Le secteur est aujourd’hui pris en tenaille entre des contraintes écologiques toujours plus fortes et un contexte financier qui s’est durci rendant plus difficile le financement des opérations de construction ou d’accession. Ainsi, du côté des mesures environnementales, le secteur accuse le coup de la nouvelle réglementation environnementale qui induit une augmentation des coûts de production de logement neuf, de réglementations relatives au foncier (Zéro artificialisation nette) qui rendent le foncier encore plus cher, enfin à cela s’ajoute de nouvelles contraintes du côté du marché de la location (interdiction progressive de mise en location des logements ayant les plus mauvais DPE. Un exemple du cumul de contraintes est le PLU en train d’être adopté par le Conseil de Paris qui sera particulièrement exigeant. A cela s’ajoute le cumul des réglementations environnementales type zones inondables, zones sismiques, loi littoral, etc.

Le contexte financier influe également négativement sur la production de logement et sur le poids des dépenses de logement dans le budget des ménages : l’inflation et la hausse des taux contribuent à augmenter les coûts pour les promoteurs. Du côté des acheteurs, c’est l’accès au crédit qui se tend : on observe une baisse des crédits immobiliers depuis le début de l’année. Pour les locataires, c’est plutôt l’inflation qui influe négativement sur leur budget, même si le gouvernement a pris dès 2022 des dispositions d’encadrement de hausse des loyers.
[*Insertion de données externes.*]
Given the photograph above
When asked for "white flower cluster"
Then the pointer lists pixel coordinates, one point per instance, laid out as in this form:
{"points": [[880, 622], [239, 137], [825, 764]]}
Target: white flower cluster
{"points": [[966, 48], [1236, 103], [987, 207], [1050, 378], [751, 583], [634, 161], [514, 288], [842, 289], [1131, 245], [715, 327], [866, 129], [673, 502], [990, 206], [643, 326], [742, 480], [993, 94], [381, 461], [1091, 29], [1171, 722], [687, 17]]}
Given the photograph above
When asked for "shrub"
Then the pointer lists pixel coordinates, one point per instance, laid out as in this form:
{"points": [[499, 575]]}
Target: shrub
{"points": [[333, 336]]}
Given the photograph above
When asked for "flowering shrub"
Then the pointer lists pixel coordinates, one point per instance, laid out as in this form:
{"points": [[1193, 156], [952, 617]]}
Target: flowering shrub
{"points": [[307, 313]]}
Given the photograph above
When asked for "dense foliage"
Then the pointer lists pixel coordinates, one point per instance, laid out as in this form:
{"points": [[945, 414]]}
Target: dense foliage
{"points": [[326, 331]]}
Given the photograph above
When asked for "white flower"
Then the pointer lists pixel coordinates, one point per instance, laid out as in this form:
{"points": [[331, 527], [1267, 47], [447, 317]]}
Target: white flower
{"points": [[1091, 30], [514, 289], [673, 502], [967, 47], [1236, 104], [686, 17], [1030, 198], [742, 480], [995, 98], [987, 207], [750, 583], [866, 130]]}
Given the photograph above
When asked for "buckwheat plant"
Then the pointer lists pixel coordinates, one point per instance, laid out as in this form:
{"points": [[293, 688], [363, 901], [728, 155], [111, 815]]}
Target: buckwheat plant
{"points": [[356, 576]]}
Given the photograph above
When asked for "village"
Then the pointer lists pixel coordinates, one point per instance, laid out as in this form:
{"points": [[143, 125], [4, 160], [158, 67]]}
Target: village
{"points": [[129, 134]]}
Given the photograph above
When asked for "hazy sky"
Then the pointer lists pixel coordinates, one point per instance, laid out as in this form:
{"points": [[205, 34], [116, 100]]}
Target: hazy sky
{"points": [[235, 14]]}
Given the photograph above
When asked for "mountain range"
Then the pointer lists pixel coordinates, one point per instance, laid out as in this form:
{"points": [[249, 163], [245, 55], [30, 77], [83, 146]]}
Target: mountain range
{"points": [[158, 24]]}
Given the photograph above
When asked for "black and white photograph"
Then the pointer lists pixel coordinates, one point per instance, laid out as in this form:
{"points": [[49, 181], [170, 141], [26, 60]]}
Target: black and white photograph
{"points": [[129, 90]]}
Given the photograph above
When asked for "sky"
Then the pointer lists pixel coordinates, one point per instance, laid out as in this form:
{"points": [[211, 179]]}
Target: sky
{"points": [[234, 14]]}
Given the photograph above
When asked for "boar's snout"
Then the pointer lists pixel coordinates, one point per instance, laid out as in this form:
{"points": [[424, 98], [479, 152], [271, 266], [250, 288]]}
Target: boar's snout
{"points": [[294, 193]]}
Enfin, il faut évoquer les freins administrativo-réglementaires : allongement des délais d’obtention des permis de construire sous la pression des recours juridiques qui sont aujourd’hui plus nombreux, impact indirect de la réglementation sur les logements sociaux qui conduit à une augmentation des coûts de production par péréquation dans les opérations mixtes logement social/accession, contraintes architecturales etc.

 

L’Europe est confrontée à une pénurie de constructions neuves. Une étude sur la fiscalité immobilière, réalisée en 2014 par le cabinet FIDAL pour la fédération des promoteurs immobiliers de France, montrait que les taxes et impositions grevant l’acquisition d’un logement représentaient 27% du prix. Une fois de plus, la France était championne d’Europe, loin devant le Royaume-Uni (20%), la Belgique (17%) et surtout l’Allemagne (10%).

Allemagne

L’Allemagne est atteinte aussi par la crise immobilière. Selon l'Office fédéral de la statistique, les commandes de construction résidentielle ont chuté de 21 % en valeur nominale en décembre. En termes réels, cela signifie une baisse d'environ 32 % par rapport à l'année précédente. Les coûts élevés du financement et des matériaux de construction continuent de freiner la volonté d'investir. Toutefois, le marché immobilier allemand attire les d’investisseurs, car c’est un marché stable et les prix de l’immobilier en Allemagne sont inférieurs de 20% à 30% pratiqués à ceux de la France en raison d’une meilleure répartition géographique sur le territoire. D’où des rendements locatifs nets plus élevés qu’en France en raison des coûts d’acquisition plus faible, un taux d’imposition allégé, une taxe foncière payée par le locataire, pas de CSG ni de CRDS et une procédure d’exclusion facilitée.

Belgique

La Belgique reste un bon exemple en matière fiscale où les revenus locatifs ne sont que très peu imposés. Ce qui a conduit à une offre locative privée et massive pour des loyers peu chers. Concernant les prix de l’immobilier au m2, les prix de l’immobilier sont en Belgique de 2 169 €/m2, l’Allemagne avec 3066 €/m2 et la France avec 3006 €/m2. En Belgique, un appartement neuf coûtait en moyenne 307 734 euros en 2022 (+4,3 % par rapport à 2021), contre 250 316 euros pour un appartement existant (+3,9 % par rapport à 2021). La Belgique atteinte elle aussi par la crise immobilière. Le dernier Baromètre immobilier de Notaire.be a montré que le marché immobilier était légèrement moins actif en 2022 : l'activité immobilière a chuté de 2 % en Belgique et de 2,1% en Wallonie par rapport à 2021. Le second semestre 2022 a été particulièrement plus calme : 7,1 % de transactions en moins au second semestre 2022 par rapport au premier semestre. Au cours des deux premiers mois de 2023, il y a eu 10,5% de transactions immobilières en moins en Belgique.